A dire vrai c’était assez rafraîchissant d’avoir en face de soi une personne humble, les yeux pétillants, presque surpris par son propre bonheur de tenir son livre entre les mains. J’ai trouvé qu’il ressemblait beaucoup à son protagoniste (pas uniquement dans son discours mais aussi dans son attitude, sa prévenance et sa gentillesse). Paul Ivoire est véritablement un auteur accompli. Depuis son plus jeune âge il écrit: des poèmes aux carnets de bords en passant par des pièces de théâtre (dans lesquelles il a réussi à faire jouer ses amis!). Il ressort vraiment de son discours l’importance qu’il accorde à sa famille : de son père, héros des crêpes qui fut sa première source d’inspiration jusqu’à ses enfants, aujourd’hui, qui lui inspirent les nombreuses histoires qu’il cache dans ses tiroirs.

Lorsque ce père au foyer a découvert Harry Potter il y a quelques années il a été conquis (et moi avec quand j’ai vu ses yeux briller en évoquant comment il avait été saisi par l’intrigue). Et comme tout bon écrivain qui se respecte il s’est dit qu’il allait lui aussi se mettre à écrire des histoires pour ses enfants. Ecrire un chapitre pendant la journée et leur lire le soir. Il faut savoir que les enfants sont des juges implacables qui ne manquent pas de signifier par un bâillement si l’histoire n’est pas intéressante. C’est ainsi qu’il s’est mis en tête de céder à leurs supplications et d’écrire entre autre une trilogie (on en rêverait d’un père comme ça!). Il nous explique alors tout naturellement qu’au fur et à mesure que ses enfants grandissent, son écriture et les thèmes qu’il aborde évoluent avec eux.

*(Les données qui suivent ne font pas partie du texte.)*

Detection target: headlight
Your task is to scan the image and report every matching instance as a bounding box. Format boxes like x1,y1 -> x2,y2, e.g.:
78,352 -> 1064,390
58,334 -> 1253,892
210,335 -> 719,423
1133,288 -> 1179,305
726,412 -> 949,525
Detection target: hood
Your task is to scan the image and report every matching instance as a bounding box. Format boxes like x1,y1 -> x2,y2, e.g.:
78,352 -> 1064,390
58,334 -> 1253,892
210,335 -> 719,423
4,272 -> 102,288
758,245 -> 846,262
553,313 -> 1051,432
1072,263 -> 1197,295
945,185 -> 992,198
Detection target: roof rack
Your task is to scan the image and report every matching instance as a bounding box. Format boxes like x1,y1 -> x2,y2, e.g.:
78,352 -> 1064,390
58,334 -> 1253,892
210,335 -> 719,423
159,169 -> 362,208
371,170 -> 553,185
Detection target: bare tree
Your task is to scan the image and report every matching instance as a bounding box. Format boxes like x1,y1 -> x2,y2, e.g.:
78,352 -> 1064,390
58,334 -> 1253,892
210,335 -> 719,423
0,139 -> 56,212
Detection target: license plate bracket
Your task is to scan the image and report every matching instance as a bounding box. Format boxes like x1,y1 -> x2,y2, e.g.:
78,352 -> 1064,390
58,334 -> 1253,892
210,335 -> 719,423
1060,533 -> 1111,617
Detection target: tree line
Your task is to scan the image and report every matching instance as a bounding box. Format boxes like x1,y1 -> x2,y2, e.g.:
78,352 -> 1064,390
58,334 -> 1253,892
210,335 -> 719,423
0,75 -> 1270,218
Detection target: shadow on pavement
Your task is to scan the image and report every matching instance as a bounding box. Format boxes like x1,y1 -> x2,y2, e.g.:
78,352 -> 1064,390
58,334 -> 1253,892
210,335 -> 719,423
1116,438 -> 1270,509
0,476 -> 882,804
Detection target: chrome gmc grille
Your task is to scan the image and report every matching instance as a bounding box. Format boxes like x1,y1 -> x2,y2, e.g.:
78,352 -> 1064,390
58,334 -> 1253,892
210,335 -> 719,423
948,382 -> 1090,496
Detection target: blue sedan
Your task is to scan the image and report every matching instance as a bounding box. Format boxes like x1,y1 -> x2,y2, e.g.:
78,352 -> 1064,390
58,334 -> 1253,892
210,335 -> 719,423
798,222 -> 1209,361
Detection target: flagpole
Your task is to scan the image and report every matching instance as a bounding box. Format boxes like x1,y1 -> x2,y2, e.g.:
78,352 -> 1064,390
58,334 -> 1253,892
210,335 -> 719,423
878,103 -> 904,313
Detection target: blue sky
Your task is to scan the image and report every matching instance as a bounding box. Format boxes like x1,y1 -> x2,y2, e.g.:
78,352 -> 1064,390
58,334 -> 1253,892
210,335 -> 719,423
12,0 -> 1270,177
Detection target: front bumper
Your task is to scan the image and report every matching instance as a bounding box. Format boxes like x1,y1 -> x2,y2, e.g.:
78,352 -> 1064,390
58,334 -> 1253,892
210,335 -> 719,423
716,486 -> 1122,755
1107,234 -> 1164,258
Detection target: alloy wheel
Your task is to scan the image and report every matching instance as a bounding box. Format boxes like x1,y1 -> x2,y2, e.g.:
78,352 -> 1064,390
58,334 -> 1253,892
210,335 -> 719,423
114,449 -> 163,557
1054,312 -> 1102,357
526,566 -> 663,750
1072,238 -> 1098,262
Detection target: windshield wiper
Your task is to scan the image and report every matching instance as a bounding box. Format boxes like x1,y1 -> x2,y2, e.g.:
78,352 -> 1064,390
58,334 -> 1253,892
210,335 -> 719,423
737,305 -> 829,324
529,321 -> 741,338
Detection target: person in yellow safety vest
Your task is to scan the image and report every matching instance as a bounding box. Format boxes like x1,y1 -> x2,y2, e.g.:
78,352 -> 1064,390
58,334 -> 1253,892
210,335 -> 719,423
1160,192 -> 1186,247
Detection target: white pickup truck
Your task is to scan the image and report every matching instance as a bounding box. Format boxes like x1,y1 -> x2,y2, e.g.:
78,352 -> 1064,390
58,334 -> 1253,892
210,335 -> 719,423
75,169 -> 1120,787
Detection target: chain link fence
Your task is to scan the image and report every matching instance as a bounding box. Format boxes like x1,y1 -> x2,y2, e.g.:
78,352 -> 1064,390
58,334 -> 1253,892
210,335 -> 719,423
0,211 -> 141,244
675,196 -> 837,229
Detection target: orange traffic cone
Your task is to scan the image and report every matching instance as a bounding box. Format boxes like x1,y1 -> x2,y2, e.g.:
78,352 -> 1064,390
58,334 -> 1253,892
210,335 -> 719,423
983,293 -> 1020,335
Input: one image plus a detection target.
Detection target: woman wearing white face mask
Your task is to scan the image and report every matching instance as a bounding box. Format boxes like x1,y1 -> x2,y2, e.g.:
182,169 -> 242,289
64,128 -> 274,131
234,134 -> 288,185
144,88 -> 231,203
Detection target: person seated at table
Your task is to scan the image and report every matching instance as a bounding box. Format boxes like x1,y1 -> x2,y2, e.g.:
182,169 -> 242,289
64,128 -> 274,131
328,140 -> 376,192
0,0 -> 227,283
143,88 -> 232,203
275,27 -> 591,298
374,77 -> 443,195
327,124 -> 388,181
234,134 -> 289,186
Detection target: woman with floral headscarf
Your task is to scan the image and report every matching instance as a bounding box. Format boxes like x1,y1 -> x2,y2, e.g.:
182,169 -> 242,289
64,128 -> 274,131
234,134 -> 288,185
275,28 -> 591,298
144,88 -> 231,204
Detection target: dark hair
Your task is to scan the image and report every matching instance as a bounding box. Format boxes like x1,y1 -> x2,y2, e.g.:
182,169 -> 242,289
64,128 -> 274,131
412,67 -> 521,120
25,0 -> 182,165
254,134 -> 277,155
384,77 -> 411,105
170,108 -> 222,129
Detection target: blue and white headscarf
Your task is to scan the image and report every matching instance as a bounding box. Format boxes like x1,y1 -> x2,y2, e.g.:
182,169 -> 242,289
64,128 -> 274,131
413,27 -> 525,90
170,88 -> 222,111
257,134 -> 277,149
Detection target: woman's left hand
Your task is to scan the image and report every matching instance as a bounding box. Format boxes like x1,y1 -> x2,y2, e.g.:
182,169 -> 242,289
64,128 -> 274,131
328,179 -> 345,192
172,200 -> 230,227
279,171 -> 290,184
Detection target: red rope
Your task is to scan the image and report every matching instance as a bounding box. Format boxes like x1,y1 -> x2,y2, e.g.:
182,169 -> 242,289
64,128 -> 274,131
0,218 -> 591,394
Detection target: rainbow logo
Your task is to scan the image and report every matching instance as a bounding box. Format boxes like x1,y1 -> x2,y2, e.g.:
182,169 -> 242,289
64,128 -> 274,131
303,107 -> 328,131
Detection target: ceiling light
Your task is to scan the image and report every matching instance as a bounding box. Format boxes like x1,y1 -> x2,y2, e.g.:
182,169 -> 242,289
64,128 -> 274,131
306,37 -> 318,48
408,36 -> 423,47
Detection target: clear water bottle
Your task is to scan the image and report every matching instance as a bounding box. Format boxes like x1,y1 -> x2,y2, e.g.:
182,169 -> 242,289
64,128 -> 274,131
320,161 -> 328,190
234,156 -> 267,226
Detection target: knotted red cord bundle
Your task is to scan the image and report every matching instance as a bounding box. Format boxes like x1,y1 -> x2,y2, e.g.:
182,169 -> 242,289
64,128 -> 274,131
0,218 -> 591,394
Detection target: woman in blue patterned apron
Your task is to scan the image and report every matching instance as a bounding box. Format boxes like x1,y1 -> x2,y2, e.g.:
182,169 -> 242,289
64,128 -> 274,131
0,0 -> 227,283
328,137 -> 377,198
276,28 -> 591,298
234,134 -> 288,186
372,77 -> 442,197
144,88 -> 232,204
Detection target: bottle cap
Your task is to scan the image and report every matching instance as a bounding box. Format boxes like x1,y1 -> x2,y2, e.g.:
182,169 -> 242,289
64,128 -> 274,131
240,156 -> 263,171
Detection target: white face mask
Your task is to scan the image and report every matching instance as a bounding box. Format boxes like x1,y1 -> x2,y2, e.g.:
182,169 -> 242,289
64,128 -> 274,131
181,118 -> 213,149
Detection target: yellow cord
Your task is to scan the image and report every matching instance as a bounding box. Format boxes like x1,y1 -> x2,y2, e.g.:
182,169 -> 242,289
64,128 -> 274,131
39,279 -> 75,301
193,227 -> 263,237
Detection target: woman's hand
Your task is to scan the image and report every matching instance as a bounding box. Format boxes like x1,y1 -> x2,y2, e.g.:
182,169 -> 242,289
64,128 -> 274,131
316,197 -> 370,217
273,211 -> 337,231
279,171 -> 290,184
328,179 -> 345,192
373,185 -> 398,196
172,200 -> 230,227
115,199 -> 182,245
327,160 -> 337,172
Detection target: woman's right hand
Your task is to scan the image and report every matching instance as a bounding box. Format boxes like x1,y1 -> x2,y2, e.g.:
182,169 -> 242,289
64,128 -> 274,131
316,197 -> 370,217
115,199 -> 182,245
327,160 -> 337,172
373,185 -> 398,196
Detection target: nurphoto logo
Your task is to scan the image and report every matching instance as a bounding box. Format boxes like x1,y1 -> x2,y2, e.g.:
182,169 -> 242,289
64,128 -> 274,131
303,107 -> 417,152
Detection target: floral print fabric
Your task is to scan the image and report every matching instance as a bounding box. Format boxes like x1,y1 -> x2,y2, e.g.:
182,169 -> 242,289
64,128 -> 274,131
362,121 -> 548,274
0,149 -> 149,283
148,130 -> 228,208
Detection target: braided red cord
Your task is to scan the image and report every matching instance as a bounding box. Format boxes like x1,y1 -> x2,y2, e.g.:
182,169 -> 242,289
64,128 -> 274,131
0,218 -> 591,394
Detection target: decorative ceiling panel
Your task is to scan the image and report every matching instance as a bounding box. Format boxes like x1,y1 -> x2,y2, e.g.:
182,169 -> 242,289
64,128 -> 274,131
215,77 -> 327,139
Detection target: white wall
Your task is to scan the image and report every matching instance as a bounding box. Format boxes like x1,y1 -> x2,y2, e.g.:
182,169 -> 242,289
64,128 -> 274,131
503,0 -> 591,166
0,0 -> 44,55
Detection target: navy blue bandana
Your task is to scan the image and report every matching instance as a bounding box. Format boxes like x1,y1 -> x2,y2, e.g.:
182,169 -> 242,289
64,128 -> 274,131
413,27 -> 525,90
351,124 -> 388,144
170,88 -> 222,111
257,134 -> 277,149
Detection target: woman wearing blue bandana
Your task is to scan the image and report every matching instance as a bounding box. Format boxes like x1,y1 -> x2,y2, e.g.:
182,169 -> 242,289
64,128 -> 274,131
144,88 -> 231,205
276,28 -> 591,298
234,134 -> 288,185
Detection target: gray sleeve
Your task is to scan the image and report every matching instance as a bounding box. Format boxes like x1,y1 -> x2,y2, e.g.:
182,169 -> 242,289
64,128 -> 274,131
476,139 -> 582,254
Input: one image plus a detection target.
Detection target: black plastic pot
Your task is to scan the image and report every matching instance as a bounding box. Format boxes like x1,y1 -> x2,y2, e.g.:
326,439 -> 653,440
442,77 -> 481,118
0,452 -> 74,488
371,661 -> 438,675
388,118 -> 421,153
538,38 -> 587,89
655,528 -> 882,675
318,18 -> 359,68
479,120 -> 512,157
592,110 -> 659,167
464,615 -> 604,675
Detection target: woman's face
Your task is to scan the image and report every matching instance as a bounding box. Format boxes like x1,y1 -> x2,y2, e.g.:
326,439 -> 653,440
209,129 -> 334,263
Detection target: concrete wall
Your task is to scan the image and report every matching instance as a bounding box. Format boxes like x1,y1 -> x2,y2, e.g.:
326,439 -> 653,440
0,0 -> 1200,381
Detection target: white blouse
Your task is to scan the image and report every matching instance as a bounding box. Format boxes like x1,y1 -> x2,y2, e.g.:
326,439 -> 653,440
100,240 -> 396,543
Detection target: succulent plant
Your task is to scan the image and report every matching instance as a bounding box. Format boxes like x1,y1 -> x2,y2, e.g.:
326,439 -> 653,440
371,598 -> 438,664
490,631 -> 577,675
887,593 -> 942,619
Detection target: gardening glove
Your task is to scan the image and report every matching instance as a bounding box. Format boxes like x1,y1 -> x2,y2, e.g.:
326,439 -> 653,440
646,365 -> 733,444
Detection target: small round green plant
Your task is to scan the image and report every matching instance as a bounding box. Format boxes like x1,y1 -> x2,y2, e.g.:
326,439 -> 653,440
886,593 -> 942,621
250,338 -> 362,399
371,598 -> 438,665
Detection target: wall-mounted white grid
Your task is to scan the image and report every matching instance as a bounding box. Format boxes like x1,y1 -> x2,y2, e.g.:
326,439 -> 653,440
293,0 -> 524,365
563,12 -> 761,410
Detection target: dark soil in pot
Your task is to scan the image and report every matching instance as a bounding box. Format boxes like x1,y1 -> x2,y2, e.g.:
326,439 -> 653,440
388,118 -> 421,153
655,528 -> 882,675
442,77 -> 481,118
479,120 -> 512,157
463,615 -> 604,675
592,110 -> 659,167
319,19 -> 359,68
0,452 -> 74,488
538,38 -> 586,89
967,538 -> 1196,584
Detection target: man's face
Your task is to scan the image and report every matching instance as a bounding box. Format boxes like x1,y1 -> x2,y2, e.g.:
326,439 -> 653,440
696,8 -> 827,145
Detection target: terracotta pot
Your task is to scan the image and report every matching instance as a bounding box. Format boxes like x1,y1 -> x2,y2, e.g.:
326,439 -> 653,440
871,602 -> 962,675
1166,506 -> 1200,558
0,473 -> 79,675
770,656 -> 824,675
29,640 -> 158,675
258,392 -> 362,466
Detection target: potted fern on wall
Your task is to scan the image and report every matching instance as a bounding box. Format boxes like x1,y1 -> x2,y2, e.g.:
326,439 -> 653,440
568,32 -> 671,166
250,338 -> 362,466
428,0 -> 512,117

Actuellement, il a plusieurs projets en cours. On lui souhaite la plus belle des réussites parce que du peu que j’en ai vu c’était vraiment une belle personne, humble, tournée vers les autres et qui n’a pas perdu sa capacité à s’émerveiller.

L’origine d’A chacun son rêve

A l’origine de ce livre il y a un concours, celui du prix Nouveaux Talents 2015 organisé par la Fondation Bouygues Télécom et les éditions Jean-Claude Lattès. Il est parti d’une citation de Marcel Pagnol « Tout le monde pensait que c’était impossible. Un imbécile est venu qui ne le savait pas, et qui l’a fait » et s’il n’a pas remporté ce concours il a quand même remporté son idée et la publication de son livre!

Librinova l’a publié sous le titre « La guerre des millions » en référence à « La guerre des boutons ». Je ne vais pas m’attarder sur l’histoire de sa publication que vous pourrez retrouver ici, en revanche je vais revenir sur le moment fort de la rencontre: Que ferait Paul Ivoire s’il gagnait la même somme que Sylvain Beaumont (179 millions)?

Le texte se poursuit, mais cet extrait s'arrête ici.